For me, the Russian wood-witch Baba Yaga is the most powerful of the ambiguous and transformative cooks in the fairy tale tradition. She straddles the threshold between life and death, between the promise of change and the imminent threat of destruction, between learning to cook a meal or become the meal. This is no sugar–coated, one–dimensional Gingerbread House witch. Baba Yaga is a potent mix of domestic and fantastic — potential helper to the hero or heroine in the guise of a ferocious grandmother with iron teeth and wicked claws. Baba Yaga's house is surrounded by a fence of human bones and lit by lanterns made from the skulls of her previous meals. Yet we know we are in the presence of a powerful cook for her house rests on chicken legs (that key ingredient of any good soup) that lift and carry the house to different locations, reinforcing her ambiguity — the domestic combined with the dangerous, the tame with the wild, the oddity in a cannibal's household of using chicken legs for transport and human beings for dinner. When not in use for culinary practices, Baba Yaga flies around in a mortar, flailing the pestle like an oar. And her choice of weapon (beyond those great teeth and long nails) is the oven. Woe to the girl who stumbles into her path unable to cook, to separate wheat from chaff or poppy seeds from grit. But as Vasilissa the Wise proves by her encounter with Baba Yaga, this difficult cook can be appeased, cajoled by good manners and decent meals into providing the necessary ingredients for a long and healthy wedded life.
There is a part of me that understands Baba Yaga, so in love with youth as to desire to consume it, to keep it close. When the children who were once our flesh, whose young lives we stirred and seasoned like a slowly simmering pot, begin to demand their independence, it can seem like the threat of future starvation. When my daughter approached sixteen years of age, I was jolted by the realization that I was now too long past youth myself to identify with the fairy tale journeys of young women. My rites of passage had become deeper, closer to the bone and were hedging toward the eternal. To walk on a busy street with my daughter was to disappear in her lovely shadow. I could almost feel the iron tusks erupt from my mouth, the long claws dragging at my finger tips.
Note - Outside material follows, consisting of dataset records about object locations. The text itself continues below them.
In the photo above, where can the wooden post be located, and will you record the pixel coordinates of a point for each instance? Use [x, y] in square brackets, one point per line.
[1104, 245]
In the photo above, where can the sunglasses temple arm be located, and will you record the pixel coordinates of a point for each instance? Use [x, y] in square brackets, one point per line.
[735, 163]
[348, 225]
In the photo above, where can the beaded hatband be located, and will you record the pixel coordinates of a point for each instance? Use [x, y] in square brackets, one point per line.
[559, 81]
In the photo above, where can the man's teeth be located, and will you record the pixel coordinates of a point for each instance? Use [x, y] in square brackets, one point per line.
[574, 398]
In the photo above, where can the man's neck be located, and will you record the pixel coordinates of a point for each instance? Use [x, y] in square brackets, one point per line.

I wrote about this cannibal hunger, this monstrous motherly cooking in the poem "Baba Yaga,"confessing:
"My daughter when you were small
How I wanted to eat you.
Cast off flesh of my flesh
I wanted to keep you in me,
Digest my fear of losing you as I swallowed
You whole, plumped and roasted.
Can you forgive the way
I fretted over the oven
And took the measure of your
Wrists with my worried fingers?"
Yet my daughter comes from a long line of cooks and knew the answer lay not in repudiating me, but in offering a different meal to soothe my hunger and my loss. After two years of living in Costa Rica she wrote a reply in "Baba Yaga's Daughter":
"Are you still hungry, Old Woman?
Are you rocking on your chicken claws
and picking at your iron teeth?
Well, you will have to wait some more.
You see, I want to make for you the
sweetest tastes (of course)
and beyond the market, Old Woman,
on blue sand that meets milk white water,
I see strange, handsome fish.
I am going just a little farther from your cottage.
After all, you have the bones to nibble
while I am away.
Suck on them hard and inventory
the flavors that linger.
Spin your fingers around a femur
stuffed with marrow
and quench your idle, rusting fetish
while I am away.
It should still be savory in my absence.
Old Woman! You are wasting away!
Those eyes that once crackled bright
in your little cottage
seem opal cold through aged, pursed lids.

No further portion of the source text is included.